Lo and behold, it made her uncomfortable, and lo and behold, she pretended it never happened.

“A year or two later, Mr. Gates was on a trip to New York on behalf of the Gates Foundation,” The Times reported. “He was traveling with a woman who worked for the foundation. Standing with her at a cocktail party, Mr. Gates lowered his voice and said: ‘I want to see you. Will you have dinner with me?’ according to the woman.”

The woman reportedly laughed it off and nothing more came of it.

Overall, six sources who worked with Gates in his various ventures said his penchant for making clumsy passes at female employees created an awkward and toxic work environment.

There aren’t accusations Gates’ behavior was predatory or negatively affected the women’s careers. However, Gates is the face of one of the most powerful corporations on earth. The idea that an invitation to an extramarital affair might end poorly if refused — or at the very least, that there was a severe power imbalance involved — was more than just an implication.
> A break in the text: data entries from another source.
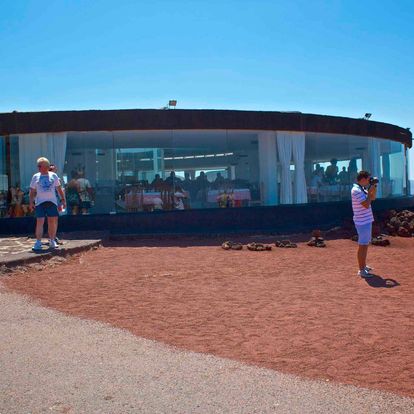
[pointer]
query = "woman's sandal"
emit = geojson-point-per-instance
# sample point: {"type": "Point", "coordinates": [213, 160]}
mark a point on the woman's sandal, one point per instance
{"type": "Point", "coordinates": [229, 245]}
{"type": "Point", "coordinates": [285, 243]}
{"type": "Point", "coordinates": [258, 247]}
At the very least, Gates isn’t being taken to the proverbial cleaners; the couple has already agreed to a separation contract to divide their roughly $130 billion fortune and both have pledged to give most of it away while they’re alive. That said, Bill Gates’ behavior raises serious questions about the atmosphere at Microsoft and the Gates Foundation.

Beyond that, however, the reports could mark an ugly end to what’s been one of the more surprising second acts in American corporate history.

Gates was long thought of as the Darth Vader of the computer industry; Microsoft’s questionable business practices and soulless software platforms made the company one of the most unloved monopolies in recent memory at the height of the Windows/Microsoft Office empire in the 1990s and 2000s. However, he managed to reinvent himself as a do-gooder whose focus on eradicating disease and poverty had his name — along with Melinda’s — being mentioned as a possible Nobel Prize candidate.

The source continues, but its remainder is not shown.